Atlantic Carbon Uptake Halved!

Breaking news today: Now this is worrisome to say the least. In the narrow time space of the past 10 years the carbon uptake of the Atlantic ocean has shrunk dramatically. We need to watch this trend very closely. It could signal Purgatory time.

The combined data of some 90 thousand measuring time-points (that is a staggering set of almost 100 thousand separate measurement) shows a disturbing trend. In the past ten years since the 1990s the amount of carbon dioxide (CO2) that the ENTIRE Atlantic ocean can mop up from the atmosphere has been cut i.

Why is it important? For two reasons at least.

One, the oceans are thought to be the real deal compared to old growth rain forest when it comes to cleaning up the atmosphere. And two, it is not just surface absorption by the huge body of water that helps. It is just as much important that the tiny crustacean organisms living there breath in CO2 and build it in the carbon of their tiny shells. When they die, they sink to the bottom, removing that carbon pretty much forever. And they live by the zillions, so this is a huge amount of carbon we are talking about.

The current measurement is alarming because it shows that a tremendous stress on those organisms could be taking its toll already.
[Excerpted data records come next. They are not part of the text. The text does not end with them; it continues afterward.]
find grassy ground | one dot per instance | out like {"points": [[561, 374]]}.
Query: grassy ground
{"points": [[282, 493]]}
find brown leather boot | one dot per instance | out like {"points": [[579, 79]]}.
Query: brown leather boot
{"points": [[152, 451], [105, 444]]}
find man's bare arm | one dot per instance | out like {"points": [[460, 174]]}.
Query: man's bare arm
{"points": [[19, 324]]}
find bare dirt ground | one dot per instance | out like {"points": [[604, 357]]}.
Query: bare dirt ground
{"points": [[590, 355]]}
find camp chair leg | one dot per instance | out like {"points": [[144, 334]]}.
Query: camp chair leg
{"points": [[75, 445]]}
Their capacity to breath in CO2 may not have changed, but because of the salinity of the oceans that has increased due to the enormous amount of carbon it now absorbs, the size of shells those tiny creatures can grow is greatly eroded. Saline waters thin those shells. So when they sink in the end, they remove that much less carbon.

The halving of the overall carbon uptake in 10 short years is not a good trend. If it stays just linear then by the end of the next 20 years the uptake will be as little as 12.5% of what would be needed. However, because less uptake means more salinity which then means yet thinner shells, the trend is expected to feed back on itself. Further, yet thinner shells may no longer sink, only drift away and finally wash up. When those shells erode, the carbon is washed back into the waterways, soil and oceans increasing the salinity of all that.
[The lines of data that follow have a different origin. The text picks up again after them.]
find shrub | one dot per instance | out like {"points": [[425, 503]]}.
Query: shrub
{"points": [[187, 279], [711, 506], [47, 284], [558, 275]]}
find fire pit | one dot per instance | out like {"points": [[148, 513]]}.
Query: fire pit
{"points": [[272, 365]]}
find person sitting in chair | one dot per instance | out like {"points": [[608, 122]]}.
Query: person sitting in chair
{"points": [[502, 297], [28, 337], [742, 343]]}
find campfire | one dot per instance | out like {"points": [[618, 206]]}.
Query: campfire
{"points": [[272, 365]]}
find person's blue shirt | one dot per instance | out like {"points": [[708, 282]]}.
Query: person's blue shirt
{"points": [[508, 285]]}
So in case the trend is NOT linear, in just 20 years the uptake could reduce to just 3.125% of its original size. There in that period may actually come a point where shells could become so thin that they no longer sink at all. They would start drifting instead as it is not just the density of shells that matter but also the buoyancy of the water that would now keep them from sinking. Increasing storms would ensure huge braking waves and tornadoes sucking up then spitting the leftover CO2 into the lower atmosphere.
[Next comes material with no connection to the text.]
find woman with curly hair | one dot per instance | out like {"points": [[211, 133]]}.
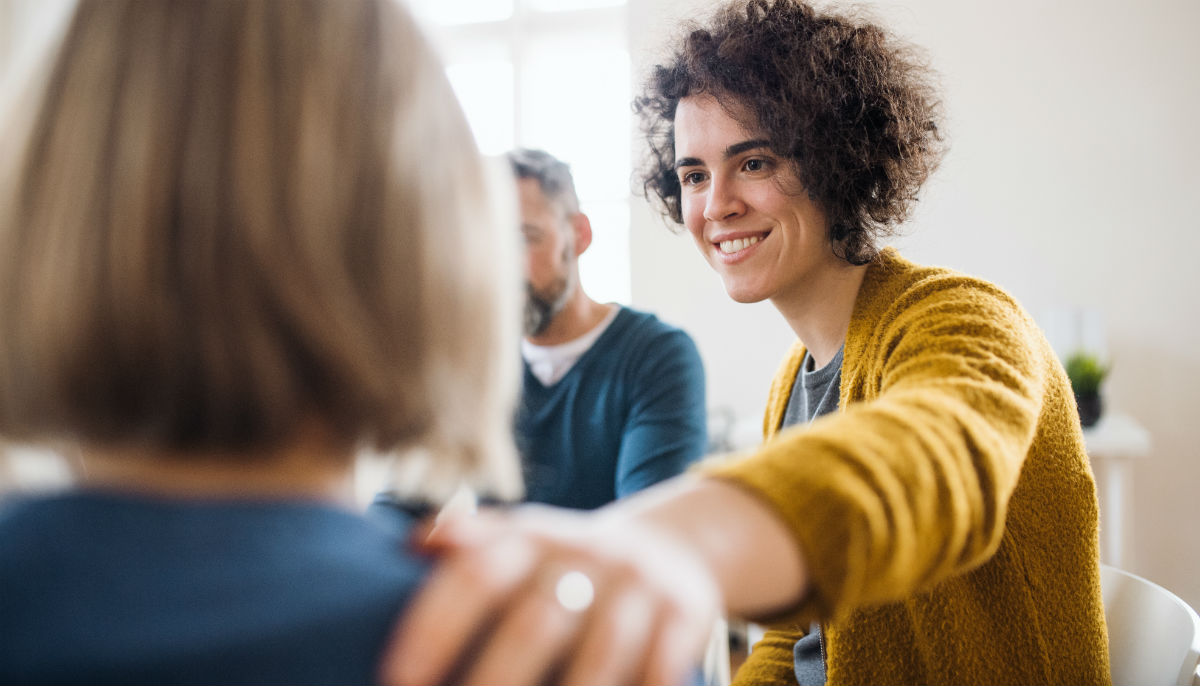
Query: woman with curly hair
{"points": [[922, 510]]}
Notice that by this point, OCEANS COULD BE CO2 (or carbon dioxide) contributors. That level of salinity might start locally rotting a lot of surface plants such as sea weeds and such. And so OCEANS COULD BECOME CH4 (or methane) contributors. And that would be a big bad news as methane is much more potent greenhouse gas then carbon dioxide. Saline surface waters would also erode the thin shells now drifting and floating aimlessly there.

Weaker and weaker thermohaline circulation in the Atlantic could further exacerbate the trend as heavy and salty cold waters would not be available by then to still help with the sinking of critically thin shells.

By then oceans would no longer be refusing to mop up, but they would be net emitters of massive quantities of CO2 and possibly methane. We need to watch this disturbing trend VERY CLOSELY.

And regardless of what alarming data scientists measure, drastically reduce your personal carbon emission. If but one of us does not do it, the effort of all the rest of us becomes disrespected and soiled. Also mop up carbon individually as much as possible. The picture in 30-40 years is ain't pretty any way you cut it.

But if you don't stop engine when idle, don't walk or bike instead of any form of transport, cremate instead of burials and the list goes on, the picture is not likely to clear up after the PURGATORY of the next decades.

Do we really want to burn alive? Why bring Hell on Earth when it could be the stepping stone to Heaven.

The good thing about changing climate back is that path is now OPEN to ALL OF US. By the People, Of the People, for Mother Earth - All the Peoples Included.